PERSONALLY I can’t see the point of lists, mainly because I tend to lose them, but many people love a good list.

Perhaps it has something to do with the fact that they can be scribbled over. Or perhaps in the spirit of competitiveness a long list tells others what an important person one is.

“Look at my list, it’s longer than a baby’s arm.” A long list furiously scratched out implies a full and meaningful life. Essentially I am a lazy person so the thought of a list floating about full of chores I will never do fills me with a sense of dread akin to that felt by a parachutist who has forgotten his parachute.

Why on earth would I want a reminder of all the ‘stuff’ I never get round to doing? Such as washing the floor, defrosting the fridge or finishing my novel.

I don’t need a list to remind me that the fridge needs defrosting what I actually need is for someone to grab me by my boot straps and throw me bodily at the appliance until I’ve either been knocked unconscious or begun the process of defrosting.

I love the enthusiastic optimism of a list of Pros and Cons.

It makes me snigger wickedly when I write one; because I know I will cheat and do what I had already decided to do before removing the cap from the biro. It says something about a person when they can cheat on their own list of pros and cons, but let’s be honest here, we all do it.

Can you imagine Napoleon’s list before the Crimean War:
1. Wear bigger boots
2. Check weather
3. Kit soldiers out with top of range cold weather gear.

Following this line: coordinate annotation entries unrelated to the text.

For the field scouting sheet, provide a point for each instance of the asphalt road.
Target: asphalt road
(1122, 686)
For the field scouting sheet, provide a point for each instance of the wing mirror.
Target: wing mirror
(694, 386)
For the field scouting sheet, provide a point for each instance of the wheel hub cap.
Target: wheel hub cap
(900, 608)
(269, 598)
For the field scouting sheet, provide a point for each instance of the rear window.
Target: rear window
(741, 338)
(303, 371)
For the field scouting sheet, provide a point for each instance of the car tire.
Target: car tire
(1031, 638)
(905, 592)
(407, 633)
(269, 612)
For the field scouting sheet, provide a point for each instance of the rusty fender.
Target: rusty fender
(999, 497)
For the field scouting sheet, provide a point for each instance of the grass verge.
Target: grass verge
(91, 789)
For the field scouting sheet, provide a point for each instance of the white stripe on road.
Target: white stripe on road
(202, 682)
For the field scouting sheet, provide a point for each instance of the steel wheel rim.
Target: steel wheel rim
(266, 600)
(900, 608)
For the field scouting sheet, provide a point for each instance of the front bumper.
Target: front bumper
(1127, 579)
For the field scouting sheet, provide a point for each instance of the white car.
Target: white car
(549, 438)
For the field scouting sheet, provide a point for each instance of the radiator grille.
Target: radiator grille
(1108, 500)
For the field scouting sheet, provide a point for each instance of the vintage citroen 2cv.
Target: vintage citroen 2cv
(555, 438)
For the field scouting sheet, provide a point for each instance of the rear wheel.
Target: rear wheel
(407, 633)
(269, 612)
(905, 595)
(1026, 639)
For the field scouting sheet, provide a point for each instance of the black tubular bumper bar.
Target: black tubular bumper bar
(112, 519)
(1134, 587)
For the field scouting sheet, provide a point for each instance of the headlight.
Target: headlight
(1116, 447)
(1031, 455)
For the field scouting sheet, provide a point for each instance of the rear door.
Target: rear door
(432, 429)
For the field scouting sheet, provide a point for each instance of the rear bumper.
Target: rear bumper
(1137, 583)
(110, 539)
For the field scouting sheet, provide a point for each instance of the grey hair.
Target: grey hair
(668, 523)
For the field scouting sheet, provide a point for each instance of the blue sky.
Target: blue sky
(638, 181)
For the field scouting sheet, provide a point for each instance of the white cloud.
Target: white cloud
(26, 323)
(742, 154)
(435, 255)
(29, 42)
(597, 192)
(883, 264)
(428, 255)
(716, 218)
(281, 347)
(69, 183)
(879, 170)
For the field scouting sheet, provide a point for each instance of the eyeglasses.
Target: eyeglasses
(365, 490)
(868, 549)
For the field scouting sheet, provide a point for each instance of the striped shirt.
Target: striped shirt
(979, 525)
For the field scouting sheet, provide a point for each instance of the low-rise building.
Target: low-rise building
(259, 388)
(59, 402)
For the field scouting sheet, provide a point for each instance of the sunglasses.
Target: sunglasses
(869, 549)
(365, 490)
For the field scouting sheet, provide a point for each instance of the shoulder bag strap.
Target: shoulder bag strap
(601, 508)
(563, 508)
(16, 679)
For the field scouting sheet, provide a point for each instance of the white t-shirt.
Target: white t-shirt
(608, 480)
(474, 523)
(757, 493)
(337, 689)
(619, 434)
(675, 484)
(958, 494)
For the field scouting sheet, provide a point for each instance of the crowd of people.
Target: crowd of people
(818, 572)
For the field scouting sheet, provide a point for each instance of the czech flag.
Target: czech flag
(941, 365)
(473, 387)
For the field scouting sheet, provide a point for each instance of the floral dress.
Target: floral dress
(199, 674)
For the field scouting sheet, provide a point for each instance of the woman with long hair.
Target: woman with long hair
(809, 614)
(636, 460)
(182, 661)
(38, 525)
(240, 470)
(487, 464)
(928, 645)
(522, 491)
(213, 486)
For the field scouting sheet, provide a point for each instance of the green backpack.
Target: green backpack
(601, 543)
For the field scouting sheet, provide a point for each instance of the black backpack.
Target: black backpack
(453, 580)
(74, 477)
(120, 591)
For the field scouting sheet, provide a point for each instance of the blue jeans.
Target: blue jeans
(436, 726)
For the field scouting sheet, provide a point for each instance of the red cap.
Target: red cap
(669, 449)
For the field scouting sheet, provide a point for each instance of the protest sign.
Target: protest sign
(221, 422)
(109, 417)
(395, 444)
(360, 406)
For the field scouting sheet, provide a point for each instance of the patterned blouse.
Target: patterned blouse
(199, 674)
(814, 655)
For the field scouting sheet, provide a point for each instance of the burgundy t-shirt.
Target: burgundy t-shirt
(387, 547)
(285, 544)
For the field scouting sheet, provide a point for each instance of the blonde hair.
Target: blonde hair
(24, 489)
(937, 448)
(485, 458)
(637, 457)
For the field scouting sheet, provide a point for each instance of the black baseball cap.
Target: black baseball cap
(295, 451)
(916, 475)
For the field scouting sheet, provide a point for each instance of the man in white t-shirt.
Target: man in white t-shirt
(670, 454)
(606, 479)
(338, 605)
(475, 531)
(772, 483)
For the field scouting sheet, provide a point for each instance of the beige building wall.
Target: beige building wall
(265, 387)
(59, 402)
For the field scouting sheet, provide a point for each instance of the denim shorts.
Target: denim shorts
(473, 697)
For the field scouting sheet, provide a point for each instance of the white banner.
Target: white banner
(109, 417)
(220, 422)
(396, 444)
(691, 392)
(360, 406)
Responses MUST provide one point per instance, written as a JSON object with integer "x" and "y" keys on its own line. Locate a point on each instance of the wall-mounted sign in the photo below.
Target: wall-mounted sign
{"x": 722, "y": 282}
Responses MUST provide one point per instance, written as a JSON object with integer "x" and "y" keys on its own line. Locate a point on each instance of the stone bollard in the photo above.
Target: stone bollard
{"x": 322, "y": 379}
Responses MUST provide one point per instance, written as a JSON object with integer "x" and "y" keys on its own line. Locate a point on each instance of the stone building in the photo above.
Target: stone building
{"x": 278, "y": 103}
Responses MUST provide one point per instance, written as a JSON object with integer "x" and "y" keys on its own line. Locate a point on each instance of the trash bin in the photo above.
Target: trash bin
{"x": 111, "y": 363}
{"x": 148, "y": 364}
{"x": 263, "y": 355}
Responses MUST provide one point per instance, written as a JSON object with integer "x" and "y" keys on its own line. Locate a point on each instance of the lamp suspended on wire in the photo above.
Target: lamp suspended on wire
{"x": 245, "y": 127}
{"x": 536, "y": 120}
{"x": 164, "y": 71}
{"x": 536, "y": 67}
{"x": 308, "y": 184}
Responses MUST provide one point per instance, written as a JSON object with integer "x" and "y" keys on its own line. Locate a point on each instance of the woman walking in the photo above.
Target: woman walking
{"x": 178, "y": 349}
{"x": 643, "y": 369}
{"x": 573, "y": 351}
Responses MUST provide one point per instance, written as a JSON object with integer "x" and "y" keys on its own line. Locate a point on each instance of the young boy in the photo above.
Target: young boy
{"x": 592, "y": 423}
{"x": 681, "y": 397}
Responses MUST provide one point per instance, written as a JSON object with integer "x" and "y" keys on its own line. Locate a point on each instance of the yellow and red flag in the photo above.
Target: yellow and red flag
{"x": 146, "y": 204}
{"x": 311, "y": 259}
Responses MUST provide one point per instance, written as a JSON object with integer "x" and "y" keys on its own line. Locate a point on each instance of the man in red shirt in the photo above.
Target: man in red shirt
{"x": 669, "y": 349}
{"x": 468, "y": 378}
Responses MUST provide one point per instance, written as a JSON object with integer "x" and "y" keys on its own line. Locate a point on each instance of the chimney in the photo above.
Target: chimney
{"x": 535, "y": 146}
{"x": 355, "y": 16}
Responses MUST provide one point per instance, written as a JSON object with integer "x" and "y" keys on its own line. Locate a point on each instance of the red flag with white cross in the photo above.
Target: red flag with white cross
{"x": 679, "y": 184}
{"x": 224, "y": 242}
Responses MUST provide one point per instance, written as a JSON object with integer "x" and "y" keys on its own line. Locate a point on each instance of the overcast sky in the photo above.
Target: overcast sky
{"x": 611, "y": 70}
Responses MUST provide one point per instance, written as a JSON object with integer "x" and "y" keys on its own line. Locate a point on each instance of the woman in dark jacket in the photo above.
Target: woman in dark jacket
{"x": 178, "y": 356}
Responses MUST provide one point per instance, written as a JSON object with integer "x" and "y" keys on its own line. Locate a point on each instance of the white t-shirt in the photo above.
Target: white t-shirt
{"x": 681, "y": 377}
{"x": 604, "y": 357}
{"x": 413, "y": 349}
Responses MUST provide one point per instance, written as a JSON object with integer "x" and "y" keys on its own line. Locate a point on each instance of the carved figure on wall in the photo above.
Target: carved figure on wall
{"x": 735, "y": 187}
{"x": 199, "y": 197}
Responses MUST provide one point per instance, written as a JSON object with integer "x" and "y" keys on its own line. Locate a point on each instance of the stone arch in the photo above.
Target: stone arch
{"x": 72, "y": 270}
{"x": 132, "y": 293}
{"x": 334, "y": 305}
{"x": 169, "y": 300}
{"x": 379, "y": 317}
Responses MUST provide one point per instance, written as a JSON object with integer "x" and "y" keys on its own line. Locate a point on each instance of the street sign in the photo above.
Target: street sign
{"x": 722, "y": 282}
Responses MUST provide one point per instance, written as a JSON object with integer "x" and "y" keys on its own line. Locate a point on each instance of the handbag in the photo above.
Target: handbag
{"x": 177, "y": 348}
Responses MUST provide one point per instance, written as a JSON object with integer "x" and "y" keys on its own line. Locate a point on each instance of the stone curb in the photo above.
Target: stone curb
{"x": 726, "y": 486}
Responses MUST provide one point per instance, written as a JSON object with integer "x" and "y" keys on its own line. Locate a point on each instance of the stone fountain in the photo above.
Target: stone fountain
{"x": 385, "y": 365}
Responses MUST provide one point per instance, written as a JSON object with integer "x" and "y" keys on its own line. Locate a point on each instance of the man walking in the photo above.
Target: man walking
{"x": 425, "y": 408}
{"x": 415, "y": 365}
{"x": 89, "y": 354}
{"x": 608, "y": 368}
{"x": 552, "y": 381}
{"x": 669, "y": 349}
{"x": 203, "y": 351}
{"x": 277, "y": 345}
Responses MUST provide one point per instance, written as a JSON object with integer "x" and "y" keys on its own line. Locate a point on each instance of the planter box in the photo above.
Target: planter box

Somewhere along the way Napoleon’s plan of world domination floated loose from its Tricolour magnet and got stuck behind the fridge (where it now sits with all my lists).
If Napoleon had been an obsessive list maker and checker we would now be eating snails and speaking French while smoking strong cigarettes and crying over a glass of Anis in a vaguely sexy, intellectual sort of way (and in Black and White).

There are lists one would love to be included on (10 most sexy, Fortune 500, George Clooney’s girlfriends) and those we do not wish to be included on (10 most wanted).

Of course there are worthy lists, such as Schindler’s and the list of children bound for the Kinder Transport.

The Red Cross regularly keeps lists of refugees in order for them to be reunited with their families. There are sad lists such as those for the victims of disasters and lists of the fallen.

So, not all lists are a waste of time. To close, and to lighten the mood, here is my list for the following week:

1. Watch TV until my eyes bleed and I lose the use of my legs.
2. Think about defrosting the fridge
3. Drink Cava and eat lots of chocolate
4. Throw a cushion at my son and order him to make me a cup of tea, ham sandwich or open another bottle of Cava.
5. Stop thinking about defrosting the fridge.
Now, even I can manage that list…unless of course I lose it.